Invisible City is the latest film by the Oscar-nominated Canadian documentary filmmaker Hubert Davis about a few residents of Toronto’s Regent Park.
“I had an interest in doing a documentary about young black men in at-risk areas in Toronto,” Davis told Metro.
“The idea was to explore what’s going on with these young men and the problems that they are facing. Plus, the Regent Park redevelopment was starting at that time, which seemed like an interesting backdrop. The neighborhood was in transition at the same time that the boys we were following were in transition.”
The film (which starts a run at The Royal Theatre this week before appearing on TVO later in the month) was a three-year odyssey for the director, who followed two young boys through their last few years of high school.
“Originally the plan was to follow them for a year, but then I realized pretty quickly that it wasn’t going to be enough time,” revealed the director.
The reason for the extended shoot was for Davis to spend enough time with his subjects to get them to open up honestly on camera.
“I think boys of that age are particularly closed up emotionally,” said Davis. “If you’re a 16-year-old boy it’s not the coolest thing to have a camera crew rolling around with you. So, it was very challenging and they often weren’t interested in talking. But we just took our time and waited for them to come around and open up.”

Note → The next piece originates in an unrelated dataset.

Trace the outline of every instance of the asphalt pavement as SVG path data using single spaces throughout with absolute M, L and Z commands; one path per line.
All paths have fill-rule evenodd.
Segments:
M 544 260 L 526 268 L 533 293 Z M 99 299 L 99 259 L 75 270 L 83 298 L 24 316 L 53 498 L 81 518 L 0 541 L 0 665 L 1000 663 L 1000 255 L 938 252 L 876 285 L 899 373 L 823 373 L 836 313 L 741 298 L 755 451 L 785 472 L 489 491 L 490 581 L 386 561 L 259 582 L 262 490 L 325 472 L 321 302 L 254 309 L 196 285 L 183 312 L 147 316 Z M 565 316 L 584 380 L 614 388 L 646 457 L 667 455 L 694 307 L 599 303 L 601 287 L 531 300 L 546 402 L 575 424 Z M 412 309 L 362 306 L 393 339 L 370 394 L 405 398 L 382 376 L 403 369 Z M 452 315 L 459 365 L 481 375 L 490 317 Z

Davis’ documentary focuses on the experiences of two teens named Mikey and Kendell. Their story is highly personal, but one that allowed Davis to explore some fairly broad themes.
“I think the movie really evolved as we were shooting,” revealed the director. “When I started it was about of a lot of bigger things. Racial profiling was a hot topic in the news and there were elements of police interaction that I was interested in. Then there were also a lot of issues surrounding the school system that I wanted to explore.
“All of these different threads were compelling to me, but the project got too big. So I decided to just focus on the personal experience of our two kids and through their experience we were able to touch on everything else.”
The final result is an illuminating examination of an area of Toronto life that is too often ignored.